Um grupo de deputados federais alinhados ao governo do presidente Luiz Inácio Lula da Silva (PT) está em Washington desde quinta-feira (4) para apresentar a parlamentares estadunidenses documentos e informações que contestam as justificativas utilizadas pela administração dos Estados Unidos para impor tarifas contra produtos brasileiros.
A comitiva foi formada por Jandira Feghali (PCdoB-RJ), André Janones (Avante-MG), Pedro Uczai (PT-SC) e Pedro Campos (PSB-PE). Segundo os parlamentares, o objetivo foi apresentar aos congressistas estadunidenses dados que demonstram a relação comercial favorável aos Estados Unidos, contrapondo narrativas que vêm sendo difundidas por aliados do ex-presidente Jair Bolsonaro.
“Os Estados Unidos também precisam conhecer o outro lado”, afirmou Pedro Campos ao Brasil de Fato. De acordo com o deputado pernambucano, a missão buscou ampliar o diálogo com integrantes do Partido Democrata e construir uma contraposição à atuação do senador Flávio Bolsonaro e do ex-deputado Eduardo Bolsonaro, que têm intensificado contatos com setores do Partido Republicano.
O líder do governo Lula disse que “é importante que as provas sejam apresentadas” e que o ambiente se torne “conhecedor” da relação comercial entre Brasil e EUA. Durante a visita a Washington, entre as agendas, os parlamentares brasileiros se reuniram com a congressista democrata Sydney Kamlager-Dove.
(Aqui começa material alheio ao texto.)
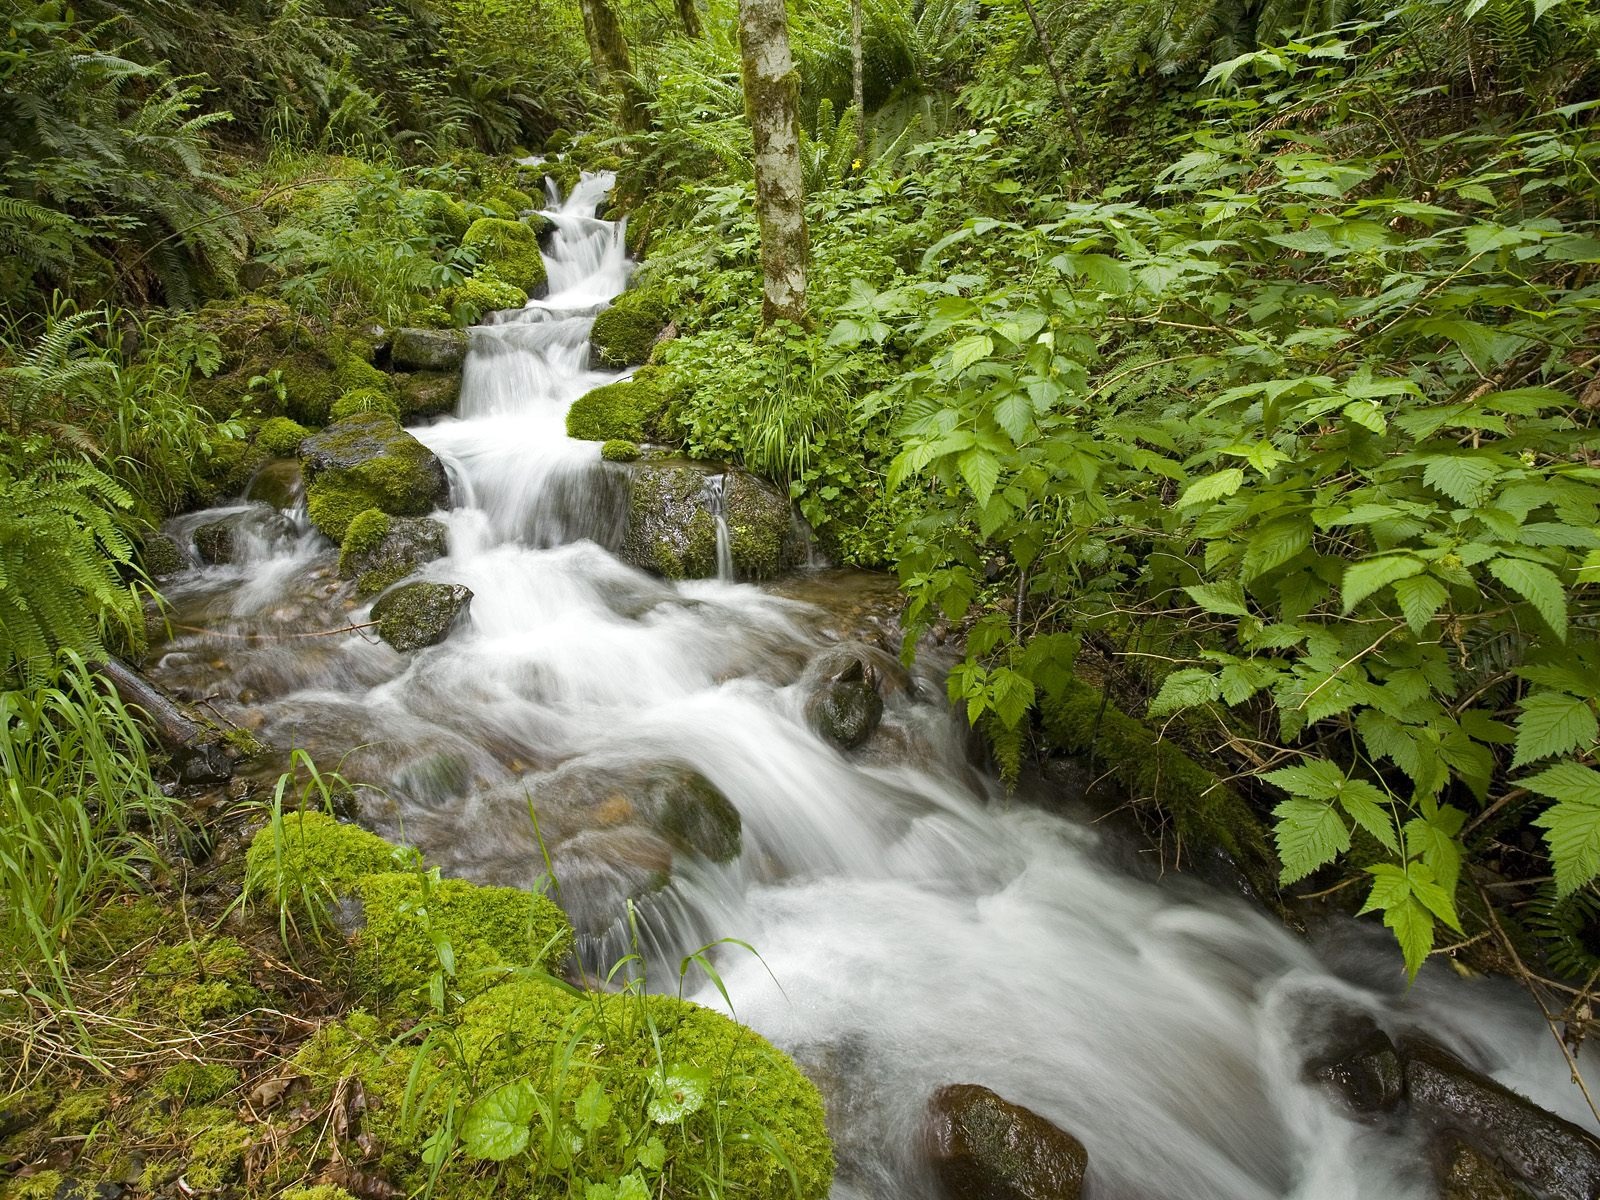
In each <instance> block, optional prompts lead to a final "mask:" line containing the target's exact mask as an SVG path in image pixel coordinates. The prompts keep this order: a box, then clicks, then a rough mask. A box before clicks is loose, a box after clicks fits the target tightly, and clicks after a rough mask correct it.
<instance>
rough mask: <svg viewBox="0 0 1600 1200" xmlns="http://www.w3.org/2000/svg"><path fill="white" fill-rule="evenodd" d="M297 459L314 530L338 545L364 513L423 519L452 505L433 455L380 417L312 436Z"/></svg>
mask: <svg viewBox="0 0 1600 1200" xmlns="http://www.w3.org/2000/svg"><path fill="white" fill-rule="evenodd" d="M299 456H301V464H302V469H304V474H306V507H307V512H309V515H310V520H312V525H315V526H317V528H318V530H320V531H322V533H323V534H325V536H326V538H331V539H333V541H336V542H342V541H344V534H346V533H347V531H349V528H350V522H352V520H355V517H357V515H358V514H362V512H365V510H366V509H379V510H382V512H387V514H390V515H394V517H421V515H424V514H427V512H432V510H434V509H435V507H440V506H442V504H445V502H448V499H450V480H448V478H446V475H445V467H443V464H442V462H440V461H438V458H435V456H434V451H430V450H429V448H427V446H424V445H422V443H421V442H418V440H416V438H414V437H411V435H410V434H406V432H405V430H403V429H402V427H400V424H398V422H397V421H395V419H394V418H390V416H387V414H382V413H363V414H360V416H354V418H349V419H346V421H341V422H339V424H334V426H330V427H328V429H323V430H322V432H320V434H314V435H312V437H309V438H306V440H304V442H302V443H301V446H299Z"/></svg>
Segundo Pedro Campos, a deputada se comprometeu a solicitar uma investigação sobre as denúncias relacionadas ao Banco Master e ao envio de recursos ao exterior, supostamente destinados à produção do filme “Dark Horse”, que trata da vida de Jair Bolsonaro.
A iniciativa ocorre em meio ao aumento das tensões diplomáticas entre Brasil e Estados Unidos e à ofensiva de aliados do bolsonarismo junto a setores conservadores estadunidenses. Para os deputados governistas, a aproximação com parlamentares democratas é uma forma de apresentar informações que, segundo eles, têm sido omitidas do debate e defender os interesses econômicos brasileiros diante das medidas tarifárias adotadas por Washington.
‘Tariflávio’
O governo de Donald Trump anunciou uma nova tarifa de 12,5% sobre produtos importados de 60 países, entre eles o Brasil, sob a justificativa de que essas economias falharam em impedir a entrada de mercadorias produzidas com trabalho forçado. A decisão foi tomada logo após visita do filho “01” do ex-presidente Jair Bolsonaro, o senador e pré-candidato ao Planalto, Flávio Bolsonaro (PL-RJ).
A medida foi proposta após uma investigação do Escritório de Comércio dos Estados Unidos (USTR) e pode ampliar a pressão comercial sobre produtos brasileiros, que já são alvo de uma proposta de taxação de 25%, anunciada na segunda-feira (1º). Essa última tarifa foi proposta após o USTR concluir que políticas e práticas do Brasil seriam “irrazoáveis” e restringiriam o comércio estadunidense. Entre os pontos citados estão questões relacionadas ao comércio digital e ao desmatamento ilegal. Ainda não se sabe, no entanto, se as taxas são cumulativas.
Sobre a nova tarifa de 12,5%, a investigação foi aberta em março com base na Seção 301 da Lei de Comércio de 1974. Segundo o governo estadunidense, os países analisados não adotam mecanismos suficientes para impedir o trabalho forçado e a importação de bens produzidos com trabalho forçado em outras partes do mundo. Portanto, a justificativa não está centrada somente na produção doméstica dessas economias, mas também na fiscalização de produtos importados que entram em seus mercados.